Keywords: food aversion, disgust, disliking, diswanting, reward circuit, motivational salience, basal ganglia, fMRI

Introduction

Disgust, described for the first time as a basic emotion by Darwin (1872), is characterized by a peculiar facial expression, an action of distancing oneself from an offensive object, a distinctive physiological manifestation (nausea), and a typical feeling of revulsion (Izard, 1977; Rozin and Fallon, 1987). Disgust can result from sensory factors, bad tasting food (distaste), or anticipated harmful consequences such as poisoning (toxic food), allergenic reaction, or food intolerance (Rozin and Fallon, 1987). In the latter cases, disgust may be the result of conditioned aversion, which is a tendency to avoid something previously associated with a noxious stimulus.

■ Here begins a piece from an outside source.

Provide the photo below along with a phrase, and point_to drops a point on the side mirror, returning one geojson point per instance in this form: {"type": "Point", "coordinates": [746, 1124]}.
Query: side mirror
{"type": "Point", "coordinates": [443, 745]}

What happens in the brain when food produces such disgust or aversive reaction due to learning? Several studies of patients with brain injury (Sprengelmeyer et al., 1996; Gray et al., 1997; Calder et al., 2000; Adolphs et al., 2003; Suzuki et al., 2006; Sprengelmeyer, 2007) and cerebral imaging studies of healthy subjects (Phillips et al., 1997, 1998, 2004; Sprengelmeyer et al., 1998; Heining et al., 2003; Wicker et al., 2003; Fitzgerald et al., 2004) have shown involvement of the insula and basal ganglia in disgust. However, most studies have focused on recognition of facial expressions of disgust or have used disgust-inducing images or odors not related to food. Additionally, discrepant results have also been observed among studies (Adolphs et al., 1998; Gorno-Tempini et al., 2001; Schienle et al., 2002; Milders et al., 2003; Murphy et al., 2003). Studies on aversive learning in humans have been conducted using electric shock as an unconditioned stimulus (e.g., Buchel et al., 1998), as well as thermal pain (e.g., Becerra et al., 2001) and monetary loss (Breiter et al., 2001; Delgado et al., 2008), but studies on food aversion learning are rare due to ethical issues associated with the experimental induction of gastrointestinal symptoms. It is also difficult to find aversive reactions to the same type of food because each individual presents idiosyncratic reactions. However, an exception is cheese because it is perceived as being particularly disgusting by some people. As such, the perception of cheese can provide a quite favorable experimental context to study the mechanisms of food disgust and aversion and examine the supporting neural networks.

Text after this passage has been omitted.